Finestre chiuse e niente condizionatori: i consigli dei medici per difendersi dal fumo degli incendi

L'Isde chiarisce i rischi delle microparticelle ultrasottili nel sangue. L'avviso del medico: «Il naso è il nostro migliore alleato. Quando senti l'odore di bruciato, la soglia è già superata».

Daniela Larocca

Da giorni la Carnia brucia. I fronti sull'Amariana e sull'Amarianute, insieme al rogo doloso sul monte Dobis, hanno già divorato circa 400 ettari di bosco e costretto 25 persone a lasciare casa, con le fiamme arrivate a soli 50 metri dalle abitazioni di Pissebus.

Vigili del fuoco, corpo forestali, Protezione civile e mezzi aerei italiani e sloveni lavorano senza sosta, ma senza pioggia, attesa in forma decisa solo giovedì, l'obiettivo resta contenere più che spegnere. Nel frattempo la Regione ha diramato raccomandazioni sanitarie per 17 Comuni della zona, da Tolmezzo ad Amaro, da Gemona a Osoppo: finestre chiuse, niente sport all'aperto, mascherine Ffp2 o Ffp3 quando proprio serve uscire.

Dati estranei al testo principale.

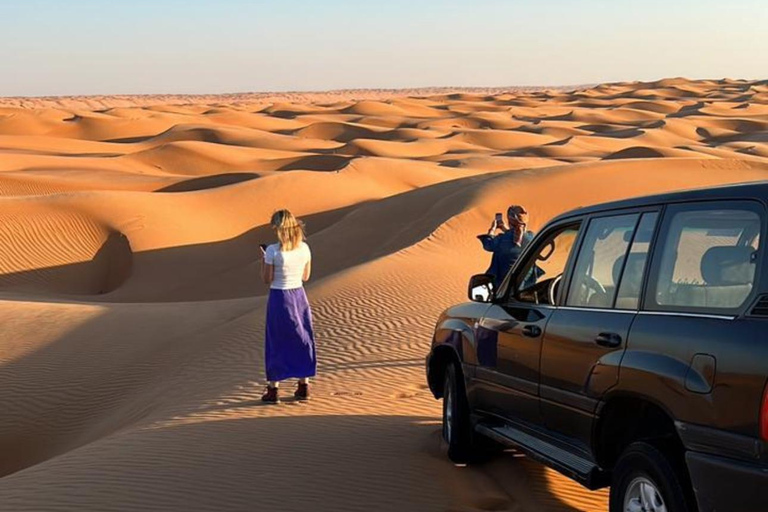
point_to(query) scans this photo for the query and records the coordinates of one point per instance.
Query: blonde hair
(289, 229)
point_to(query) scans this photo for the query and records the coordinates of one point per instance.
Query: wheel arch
(442, 356)
(624, 418)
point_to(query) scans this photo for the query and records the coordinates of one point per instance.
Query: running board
(584, 471)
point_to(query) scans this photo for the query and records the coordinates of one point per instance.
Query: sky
(81, 47)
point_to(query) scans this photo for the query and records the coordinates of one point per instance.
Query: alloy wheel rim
(643, 496)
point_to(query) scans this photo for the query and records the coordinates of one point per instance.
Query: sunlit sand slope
(131, 316)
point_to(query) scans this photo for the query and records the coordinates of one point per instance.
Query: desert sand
(131, 313)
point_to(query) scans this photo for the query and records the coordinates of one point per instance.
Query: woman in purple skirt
(289, 343)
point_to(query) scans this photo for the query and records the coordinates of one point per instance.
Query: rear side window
(709, 259)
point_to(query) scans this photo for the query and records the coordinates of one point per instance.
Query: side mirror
(481, 288)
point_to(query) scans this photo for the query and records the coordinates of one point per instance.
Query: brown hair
(289, 229)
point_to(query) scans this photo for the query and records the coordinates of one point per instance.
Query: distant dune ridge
(131, 314)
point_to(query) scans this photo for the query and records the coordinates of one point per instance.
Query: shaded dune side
(132, 318)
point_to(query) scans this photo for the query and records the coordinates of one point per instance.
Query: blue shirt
(505, 252)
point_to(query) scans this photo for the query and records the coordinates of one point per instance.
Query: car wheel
(644, 480)
(457, 429)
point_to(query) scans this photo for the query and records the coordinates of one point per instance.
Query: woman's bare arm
(267, 272)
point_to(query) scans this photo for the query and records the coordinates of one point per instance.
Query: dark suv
(628, 348)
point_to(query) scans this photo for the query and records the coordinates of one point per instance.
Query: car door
(586, 336)
(510, 333)
(693, 346)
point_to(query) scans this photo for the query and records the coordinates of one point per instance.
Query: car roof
(748, 190)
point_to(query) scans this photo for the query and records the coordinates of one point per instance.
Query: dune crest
(132, 312)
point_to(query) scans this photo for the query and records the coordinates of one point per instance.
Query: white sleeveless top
(289, 265)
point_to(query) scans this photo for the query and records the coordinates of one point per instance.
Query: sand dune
(132, 316)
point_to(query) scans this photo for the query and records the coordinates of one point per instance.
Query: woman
(289, 342)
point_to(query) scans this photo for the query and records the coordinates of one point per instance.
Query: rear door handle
(532, 331)
(608, 339)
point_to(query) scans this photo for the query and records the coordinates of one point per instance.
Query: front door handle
(532, 331)
(608, 339)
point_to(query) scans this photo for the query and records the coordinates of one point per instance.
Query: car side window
(600, 261)
(537, 280)
(631, 283)
(709, 259)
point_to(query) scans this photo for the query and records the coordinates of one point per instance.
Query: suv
(625, 348)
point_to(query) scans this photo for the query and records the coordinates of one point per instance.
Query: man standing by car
(508, 244)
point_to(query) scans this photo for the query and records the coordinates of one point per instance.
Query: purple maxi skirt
(289, 348)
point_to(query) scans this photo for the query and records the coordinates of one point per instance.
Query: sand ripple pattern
(132, 317)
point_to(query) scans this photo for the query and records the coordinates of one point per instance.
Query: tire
(457, 428)
(644, 473)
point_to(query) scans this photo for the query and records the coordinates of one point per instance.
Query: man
(506, 246)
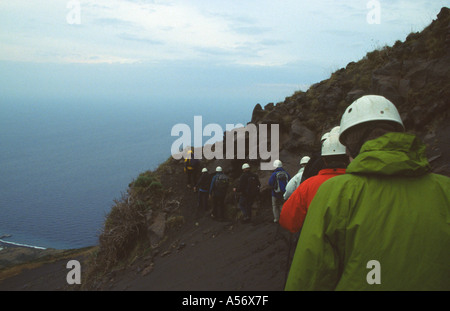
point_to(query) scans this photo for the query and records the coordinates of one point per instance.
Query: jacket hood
(391, 154)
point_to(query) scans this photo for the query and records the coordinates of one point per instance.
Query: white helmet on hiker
(332, 146)
(325, 136)
(277, 163)
(366, 109)
(304, 160)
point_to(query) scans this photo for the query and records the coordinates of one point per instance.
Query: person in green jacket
(385, 224)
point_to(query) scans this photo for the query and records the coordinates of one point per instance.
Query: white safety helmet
(277, 163)
(304, 160)
(332, 146)
(325, 136)
(368, 108)
(335, 130)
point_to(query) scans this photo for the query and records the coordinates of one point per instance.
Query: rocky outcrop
(414, 75)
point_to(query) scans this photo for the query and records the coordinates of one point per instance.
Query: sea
(62, 164)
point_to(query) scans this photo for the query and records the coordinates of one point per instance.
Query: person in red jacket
(294, 209)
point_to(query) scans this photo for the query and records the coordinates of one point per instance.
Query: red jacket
(294, 209)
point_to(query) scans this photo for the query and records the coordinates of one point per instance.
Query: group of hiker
(216, 187)
(367, 197)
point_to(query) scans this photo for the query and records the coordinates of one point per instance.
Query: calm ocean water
(63, 164)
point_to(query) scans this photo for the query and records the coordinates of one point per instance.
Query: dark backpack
(281, 180)
(221, 184)
(253, 185)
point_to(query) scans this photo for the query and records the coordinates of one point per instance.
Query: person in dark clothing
(248, 189)
(313, 167)
(218, 191)
(190, 168)
(202, 187)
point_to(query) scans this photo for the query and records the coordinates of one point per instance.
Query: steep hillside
(155, 239)
(204, 254)
(414, 75)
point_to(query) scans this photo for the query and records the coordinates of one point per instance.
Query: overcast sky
(259, 50)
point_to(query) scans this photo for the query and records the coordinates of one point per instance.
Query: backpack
(253, 185)
(281, 180)
(221, 184)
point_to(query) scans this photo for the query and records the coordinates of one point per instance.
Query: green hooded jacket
(384, 225)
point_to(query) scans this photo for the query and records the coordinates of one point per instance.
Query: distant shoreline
(6, 244)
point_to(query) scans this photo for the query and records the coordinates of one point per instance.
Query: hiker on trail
(202, 187)
(335, 161)
(190, 168)
(315, 164)
(248, 189)
(295, 181)
(218, 191)
(278, 181)
(383, 225)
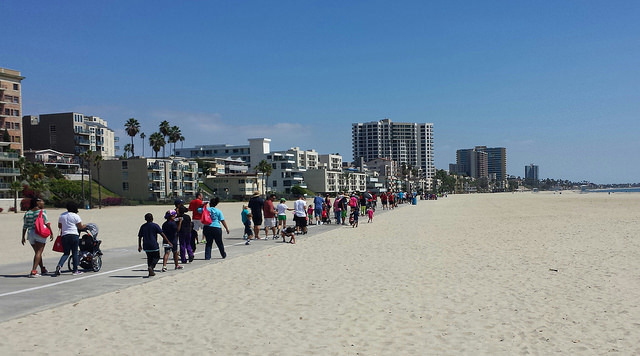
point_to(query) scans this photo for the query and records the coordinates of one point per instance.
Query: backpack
(205, 219)
(41, 228)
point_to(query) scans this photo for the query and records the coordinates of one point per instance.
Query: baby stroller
(89, 256)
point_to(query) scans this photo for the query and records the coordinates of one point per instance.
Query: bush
(24, 204)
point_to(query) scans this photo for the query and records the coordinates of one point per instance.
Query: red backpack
(205, 218)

Ma cosa significa, in concreto, respirare quel fumo? A spiegarlo è il dottor Mario Canciani, allergo pneumologo e presidente della sezione regionale dell'Isde, l'associazione dei medici per l'ambiente, che in un comunicato mette nero su bianco quanto sia serio il rischio sanitario dietro la coltre grigia che avvolge la Carnia in questi giorni.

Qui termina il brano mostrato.